# Vegas 2011 or Bust



## Stuka1166 (Oct 19, 2006)

Hello all...

Wondering all the proper steps to shoot vegas in 2011.

Do I need to be a member of the NFAA ?

How soon do I need to pay my entry fee ?

Any other useful information will be appreciated !!!

Thank you...


----------



## Heliman21 (Mar 7, 2005)

Why wait 'til 2011? There is still time to register for 2010, just have to pay the additional late fee. No you dont have to be a member of the NFAA either. Come on and join in on the fun


----------



## Stuka1166 (Oct 19, 2006)

$$$ is an issue right now...Just bought a Carbon Matrix and rigged it out.
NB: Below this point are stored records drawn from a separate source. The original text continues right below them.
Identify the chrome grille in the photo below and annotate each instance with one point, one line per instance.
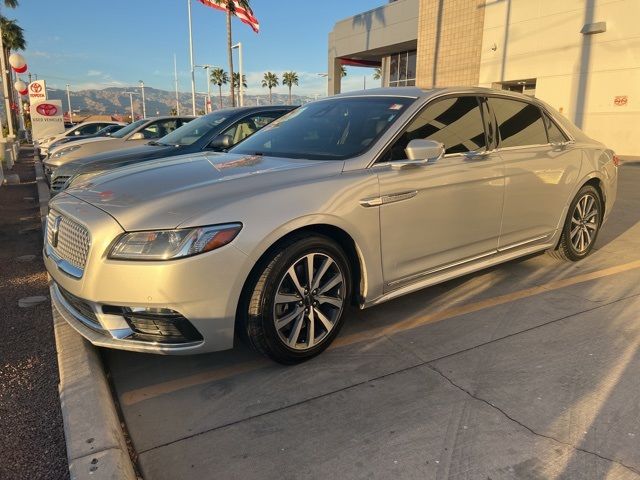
(73, 240)
(58, 183)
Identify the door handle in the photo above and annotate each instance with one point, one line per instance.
(386, 199)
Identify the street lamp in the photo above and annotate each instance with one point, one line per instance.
(206, 68)
(324, 75)
(131, 94)
(144, 107)
(69, 103)
(239, 47)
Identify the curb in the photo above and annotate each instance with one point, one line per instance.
(96, 447)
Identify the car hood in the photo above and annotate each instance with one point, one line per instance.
(166, 193)
(118, 158)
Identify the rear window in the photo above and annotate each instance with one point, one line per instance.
(520, 124)
(555, 135)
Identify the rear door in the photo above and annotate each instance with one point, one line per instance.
(446, 212)
(541, 168)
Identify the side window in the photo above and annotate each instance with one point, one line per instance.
(554, 133)
(249, 125)
(87, 129)
(519, 123)
(159, 129)
(456, 122)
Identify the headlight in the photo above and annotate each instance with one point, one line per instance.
(171, 244)
(65, 151)
(82, 178)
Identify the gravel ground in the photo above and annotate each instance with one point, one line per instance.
(32, 442)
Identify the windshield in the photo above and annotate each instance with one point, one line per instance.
(333, 129)
(128, 129)
(108, 129)
(193, 131)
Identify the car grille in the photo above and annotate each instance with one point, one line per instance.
(73, 240)
(58, 183)
(82, 307)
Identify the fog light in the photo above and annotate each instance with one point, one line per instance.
(160, 325)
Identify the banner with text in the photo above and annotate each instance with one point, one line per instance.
(37, 91)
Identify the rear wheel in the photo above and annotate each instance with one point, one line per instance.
(297, 303)
(581, 226)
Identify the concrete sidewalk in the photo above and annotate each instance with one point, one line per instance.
(527, 371)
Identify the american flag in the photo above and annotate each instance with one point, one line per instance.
(244, 14)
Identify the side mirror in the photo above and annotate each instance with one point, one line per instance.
(221, 142)
(420, 152)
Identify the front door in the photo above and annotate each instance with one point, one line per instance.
(446, 212)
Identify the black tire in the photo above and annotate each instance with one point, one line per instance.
(566, 250)
(259, 311)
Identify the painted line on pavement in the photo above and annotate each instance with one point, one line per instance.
(138, 395)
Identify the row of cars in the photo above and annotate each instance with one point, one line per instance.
(271, 234)
(67, 163)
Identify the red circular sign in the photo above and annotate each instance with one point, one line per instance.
(47, 109)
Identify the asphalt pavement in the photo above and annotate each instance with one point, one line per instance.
(525, 371)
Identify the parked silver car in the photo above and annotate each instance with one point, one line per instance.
(135, 134)
(358, 198)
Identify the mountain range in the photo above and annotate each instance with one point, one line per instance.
(114, 101)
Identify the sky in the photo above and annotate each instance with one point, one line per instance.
(99, 44)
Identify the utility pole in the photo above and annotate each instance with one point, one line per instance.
(144, 107)
(239, 47)
(193, 74)
(131, 94)
(69, 103)
(175, 74)
(206, 68)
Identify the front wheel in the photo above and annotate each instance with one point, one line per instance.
(297, 303)
(581, 227)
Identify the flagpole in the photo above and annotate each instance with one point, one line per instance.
(175, 75)
(193, 75)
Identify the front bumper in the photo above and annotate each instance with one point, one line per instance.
(200, 288)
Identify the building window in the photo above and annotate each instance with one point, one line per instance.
(402, 69)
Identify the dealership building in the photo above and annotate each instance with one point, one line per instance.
(580, 56)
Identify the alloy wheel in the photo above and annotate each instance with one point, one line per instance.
(309, 301)
(584, 223)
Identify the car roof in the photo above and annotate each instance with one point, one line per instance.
(415, 92)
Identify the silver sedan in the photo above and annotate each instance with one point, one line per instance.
(355, 199)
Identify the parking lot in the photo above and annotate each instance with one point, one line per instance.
(527, 370)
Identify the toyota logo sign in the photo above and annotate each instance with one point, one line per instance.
(47, 109)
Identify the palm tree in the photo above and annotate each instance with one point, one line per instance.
(219, 77)
(230, 5)
(236, 82)
(290, 79)
(270, 81)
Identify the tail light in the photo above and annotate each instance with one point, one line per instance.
(616, 160)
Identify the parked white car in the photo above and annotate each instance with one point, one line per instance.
(84, 128)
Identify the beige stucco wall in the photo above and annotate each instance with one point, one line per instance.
(449, 39)
(578, 74)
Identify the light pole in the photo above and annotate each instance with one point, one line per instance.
(193, 75)
(239, 47)
(131, 94)
(144, 107)
(325, 75)
(206, 68)
(69, 103)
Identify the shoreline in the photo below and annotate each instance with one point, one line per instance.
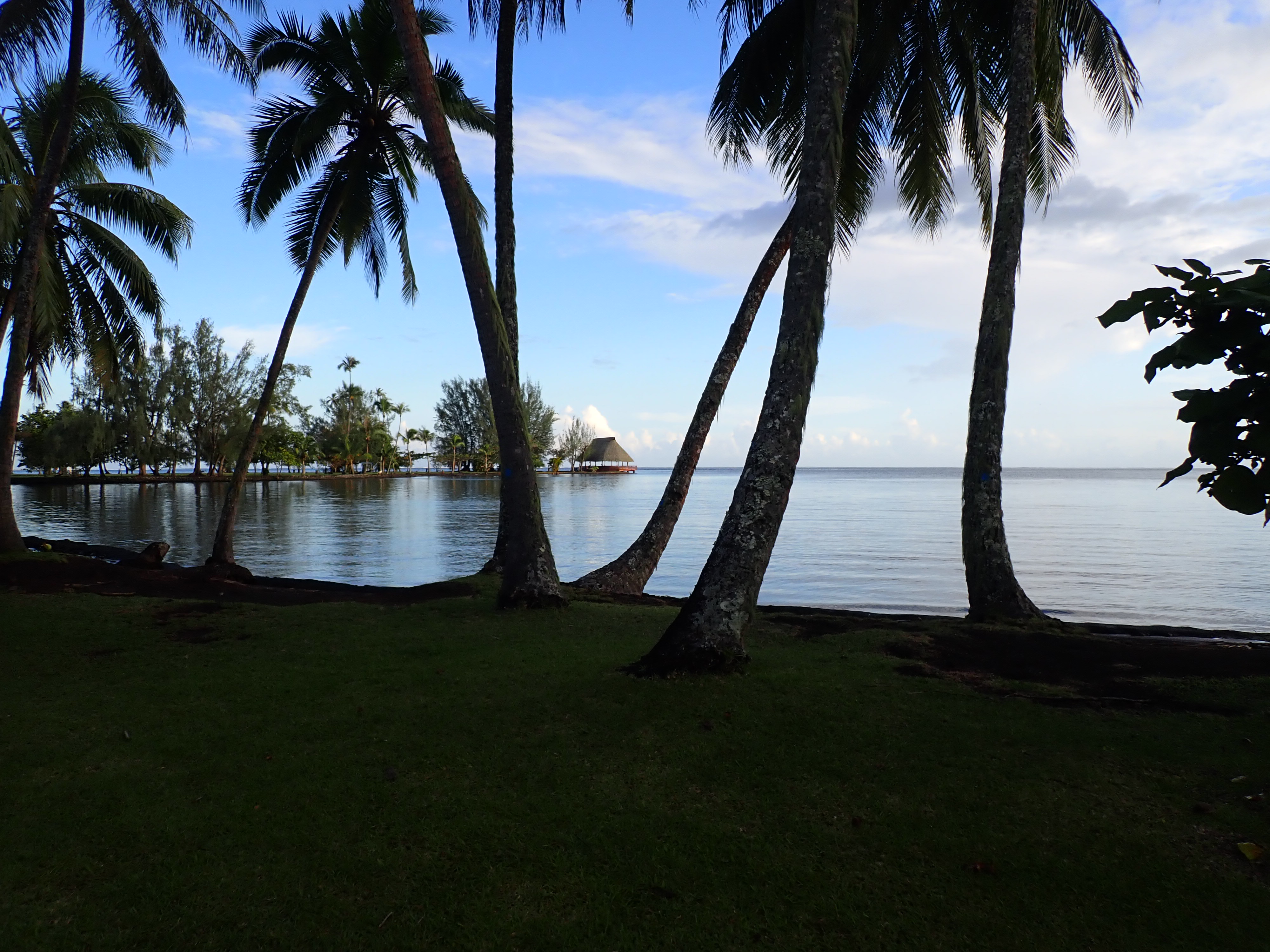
(134, 479)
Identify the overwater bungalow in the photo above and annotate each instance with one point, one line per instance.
(605, 455)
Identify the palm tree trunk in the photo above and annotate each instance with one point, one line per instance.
(223, 548)
(631, 572)
(22, 299)
(529, 571)
(707, 635)
(505, 228)
(990, 576)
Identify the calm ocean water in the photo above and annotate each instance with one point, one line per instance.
(1089, 545)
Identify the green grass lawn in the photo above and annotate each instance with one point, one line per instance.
(446, 777)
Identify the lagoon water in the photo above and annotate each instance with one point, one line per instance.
(1089, 545)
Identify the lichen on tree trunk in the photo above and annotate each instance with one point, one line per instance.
(631, 572)
(707, 635)
(991, 585)
(529, 569)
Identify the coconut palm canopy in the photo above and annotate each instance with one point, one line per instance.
(606, 451)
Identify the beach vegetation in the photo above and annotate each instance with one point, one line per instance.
(1216, 318)
(351, 138)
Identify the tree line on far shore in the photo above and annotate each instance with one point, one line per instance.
(187, 402)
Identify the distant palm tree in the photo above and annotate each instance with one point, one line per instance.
(347, 366)
(355, 129)
(455, 444)
(135, 32)
(399, 411)
(530, 577)
(426, 437)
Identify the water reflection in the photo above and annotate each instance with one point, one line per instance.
(1088, 544)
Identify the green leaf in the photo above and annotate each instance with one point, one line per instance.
(1120, 312)
(1238, 488)
(1179, 472)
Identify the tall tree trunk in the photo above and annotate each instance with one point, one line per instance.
(631, 572)
(23, 296)
(990, 576)
(707, 635)
(505, 227)
(529, 571)
(223, 548)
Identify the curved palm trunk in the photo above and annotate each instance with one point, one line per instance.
(21, 303)
(631, 572)
(529, 571)
(707, 635)
(223, 548)
(990, 576)
(505, 228)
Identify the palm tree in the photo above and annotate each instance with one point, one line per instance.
(457, 445)
(911, 56)
(426, 437)
(507, 21)
(138, 32)
(355, 129)
(347, 366)
(1041, 54)
(92, 289)
(705, 637)
(399, 411)
(411, 437)
(529, 574)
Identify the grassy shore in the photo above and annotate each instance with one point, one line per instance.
(441, 776)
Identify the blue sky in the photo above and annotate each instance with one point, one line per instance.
(636, 244)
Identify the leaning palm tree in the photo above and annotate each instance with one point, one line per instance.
(138, 30)
(509, 21)
(354, 131)
(529, 572)
(1042, 51)
(707, 635)
(93, 290)
(426, 437)
(920, 73)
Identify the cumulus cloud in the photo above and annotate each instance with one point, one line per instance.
(218, 131)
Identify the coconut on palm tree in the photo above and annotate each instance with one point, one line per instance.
(92, 290)
(352, 134)
(138, 32)
(1038, 147)
(530, 576)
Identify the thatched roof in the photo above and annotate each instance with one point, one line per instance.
(606, 451)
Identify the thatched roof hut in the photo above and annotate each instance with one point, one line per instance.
(605, 455)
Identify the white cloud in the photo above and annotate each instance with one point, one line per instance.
(218, 131)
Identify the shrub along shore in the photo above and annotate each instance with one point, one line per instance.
(111, 479)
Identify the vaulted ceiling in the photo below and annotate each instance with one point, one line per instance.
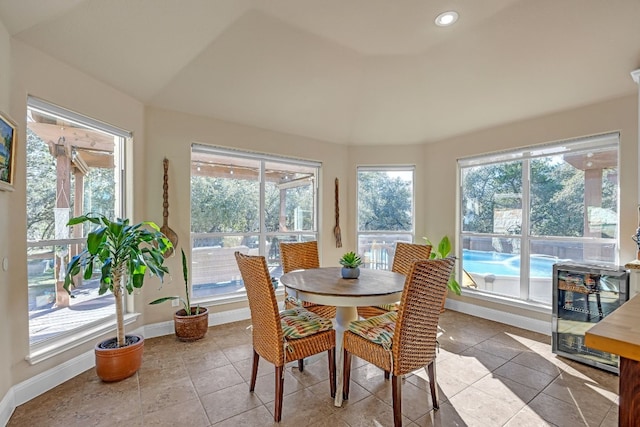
(346, 71)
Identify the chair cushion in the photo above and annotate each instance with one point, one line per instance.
(299, 323)
(299, 303)
(389, 307)
(377, 329)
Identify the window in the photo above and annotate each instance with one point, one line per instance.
(75, 165)
(523, 211)
(385, 213)
(249, 203)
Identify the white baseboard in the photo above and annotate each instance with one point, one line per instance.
(45, 381)
(523, 322)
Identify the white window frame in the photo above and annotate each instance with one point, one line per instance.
(406, 236)
(90, 331)
(526, 154)
(262, 233)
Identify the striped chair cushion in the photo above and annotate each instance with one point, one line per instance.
(299, 323)
(389, 307)
(377, 329)
(299, 303)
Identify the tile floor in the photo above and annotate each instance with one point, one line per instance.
(489, 374)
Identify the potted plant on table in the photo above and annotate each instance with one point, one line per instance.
(124, 255)
(190, 323)
(350, 265)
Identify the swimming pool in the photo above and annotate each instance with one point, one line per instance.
(500, 264)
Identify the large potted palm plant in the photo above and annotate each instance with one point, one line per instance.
(124, 254)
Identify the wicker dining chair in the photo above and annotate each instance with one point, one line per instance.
(403, 341)
(303, 256)
(405, 255)
(282, 337)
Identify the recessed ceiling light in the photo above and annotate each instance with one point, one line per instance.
(446, 18)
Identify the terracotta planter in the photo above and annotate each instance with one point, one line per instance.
(191, 328)
(117, 363)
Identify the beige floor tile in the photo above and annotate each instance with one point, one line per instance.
(490, 361)
(486, 407)
(189, 413)
(266, 387)
(259, 416)
(486, 373)
(216, 379)
(301, 408)
(370, 411)
(589, 398)
(245, 366)
(447, 416)
(156, 396)
(528, 418)
(229, 402)
(560, 413)
(201, 362)
(524, 375)
(506, 390)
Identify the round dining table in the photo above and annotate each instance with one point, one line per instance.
(326, 286)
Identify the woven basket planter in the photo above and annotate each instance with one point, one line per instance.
(191, 328)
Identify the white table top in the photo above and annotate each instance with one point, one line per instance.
(326, 286)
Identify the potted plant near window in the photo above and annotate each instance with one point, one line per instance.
(190, 323)
(442, 251)
(124, 255)
(350, 265)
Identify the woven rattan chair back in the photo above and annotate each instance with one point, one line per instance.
(265, 318)
(414, 339)
(406, 254)
(299, 256)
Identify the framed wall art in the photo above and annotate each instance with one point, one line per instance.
(7, 152)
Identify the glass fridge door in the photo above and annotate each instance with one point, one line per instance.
(583, 295)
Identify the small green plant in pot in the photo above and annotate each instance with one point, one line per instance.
(442, 251)
(190, 323)
(123, 254)
(350, 265)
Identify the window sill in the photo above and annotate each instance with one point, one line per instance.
(44, 350)
(504, 300)
(230, 299)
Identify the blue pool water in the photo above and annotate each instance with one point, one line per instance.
(482, 262)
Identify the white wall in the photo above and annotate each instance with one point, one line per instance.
(34, 73)
(611, 116)
(6, 199)
(160, 133)
(171, 134)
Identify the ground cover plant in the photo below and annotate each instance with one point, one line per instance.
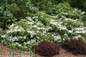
(76, 46)
(29, 22)
(42, 26)
(46, 48)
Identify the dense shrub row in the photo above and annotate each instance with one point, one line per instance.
(46, 48)
(14, 10)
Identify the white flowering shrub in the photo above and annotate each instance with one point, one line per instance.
(31, 30)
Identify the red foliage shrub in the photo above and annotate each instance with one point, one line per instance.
(75, 46)
(46, 48)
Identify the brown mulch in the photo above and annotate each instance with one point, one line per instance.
(63, 53)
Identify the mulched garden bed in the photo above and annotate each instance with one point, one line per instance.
(63, 53)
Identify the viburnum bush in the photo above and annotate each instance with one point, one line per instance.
(76, 46)
(42, 26)
(46, 48)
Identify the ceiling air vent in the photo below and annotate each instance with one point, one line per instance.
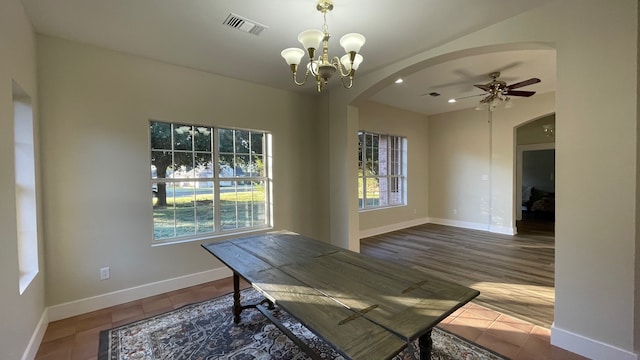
(244, 24)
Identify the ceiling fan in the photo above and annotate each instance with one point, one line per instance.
(498, 90)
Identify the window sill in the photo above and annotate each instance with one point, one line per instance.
(220, 236)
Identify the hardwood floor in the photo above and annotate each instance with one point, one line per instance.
(514, 274)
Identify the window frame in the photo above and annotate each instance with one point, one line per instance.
(218, 229)
(394, 175)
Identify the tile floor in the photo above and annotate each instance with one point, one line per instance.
(76, 338)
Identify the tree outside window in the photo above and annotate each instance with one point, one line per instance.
(381, 170)
(207, 181)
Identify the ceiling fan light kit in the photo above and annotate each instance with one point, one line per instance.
(497, 91)
(323, 67)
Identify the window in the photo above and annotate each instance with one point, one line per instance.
(207, 181)
(381, 170)
(25, 187)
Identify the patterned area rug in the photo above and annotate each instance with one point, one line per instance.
(205, 331)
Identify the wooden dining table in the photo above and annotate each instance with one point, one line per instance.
(365, 308)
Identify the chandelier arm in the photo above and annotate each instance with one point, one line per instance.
(295, 80)
(341, 70)
(347, 86)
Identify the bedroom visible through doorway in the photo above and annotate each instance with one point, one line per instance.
(535, 208)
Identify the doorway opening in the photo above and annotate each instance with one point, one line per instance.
(535, 178)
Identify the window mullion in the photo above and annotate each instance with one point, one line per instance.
(217, 218)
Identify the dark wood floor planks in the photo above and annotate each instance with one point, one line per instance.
(514, 274)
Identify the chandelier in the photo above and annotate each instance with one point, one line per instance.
(324, 67)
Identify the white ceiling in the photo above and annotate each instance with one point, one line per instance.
(191, 33)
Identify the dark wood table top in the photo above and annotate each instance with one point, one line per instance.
(365, 307)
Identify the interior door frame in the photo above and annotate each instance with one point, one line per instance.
(520, 149)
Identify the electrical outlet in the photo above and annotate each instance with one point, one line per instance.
(105, 273)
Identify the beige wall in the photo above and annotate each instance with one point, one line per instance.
(96, 105)
(467, 187)
(19, 314)
(459, 168)
(596, 154)
(384, 119)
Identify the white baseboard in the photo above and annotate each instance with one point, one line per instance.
(502, 230)
(474, 226)
(77, 307)
(587, 347)
(36, 338)
(393, 227)
(460, 224)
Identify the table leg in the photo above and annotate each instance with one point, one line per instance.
(237, 308)
(425, 343)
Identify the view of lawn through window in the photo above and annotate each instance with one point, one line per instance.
(192, 197)
(381, 170)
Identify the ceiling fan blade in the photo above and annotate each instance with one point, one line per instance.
(519, 93)
(470, 96)
(524, 83)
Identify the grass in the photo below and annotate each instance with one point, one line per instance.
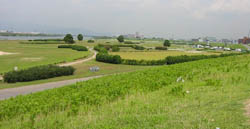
(28, 55)
(155, 55)
(152, 99)
(82, 70)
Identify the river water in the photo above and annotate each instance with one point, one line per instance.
(35, 37)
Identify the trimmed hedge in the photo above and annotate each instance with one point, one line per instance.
(143, 62)
(161, 48)
(38, 73)
(46, 40)
(185, 58)
(115, 49)
(105, 57)
(130, 42)
(74, 47)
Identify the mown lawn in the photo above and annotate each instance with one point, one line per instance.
(155, 55)
(28, 55)
(209, 94)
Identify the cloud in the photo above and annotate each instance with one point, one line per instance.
(202, 9)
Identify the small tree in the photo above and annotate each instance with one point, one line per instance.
(120, 39)
(167, 43)
(69, 38)
(80, 37)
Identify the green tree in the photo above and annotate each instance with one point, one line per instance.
(69, 39)
(80, 37)
(120, 39)
(167, 43)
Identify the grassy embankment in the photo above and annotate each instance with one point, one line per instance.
(28, 55)
(212, 94)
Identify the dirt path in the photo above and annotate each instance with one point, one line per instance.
(80, 61)
(12, 92)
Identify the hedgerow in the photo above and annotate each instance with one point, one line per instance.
(107, 89)
(105, 57)
(161, 48)
(37, 73)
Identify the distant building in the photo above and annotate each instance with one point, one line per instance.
(245, 40)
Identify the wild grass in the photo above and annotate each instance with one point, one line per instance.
(156, 55)
(209, 94)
So next year is my goal...


----------



## USNarcher (Oct 12, 2002)

All you need is a bow and money to shoot vegas


----------



## lane preston (Mar 31, 2005)

*vegas*

i was under the impression that you had to be a member of the nfaa or naa to be able to accept a award. so you would shoot as a guest without a membership. am i on the right track?


----------



## flntknp17 (Mar 12, 2004)

I have not heard that. I know there are folks from overseas that win in different classes often and I would guess they are not NFAA/NAA members. 

Matt


----------



## CHPro (May 21, 2002)

Not true Lane. There is no membership requirement for the Vegas Shoot.

>>----->


----------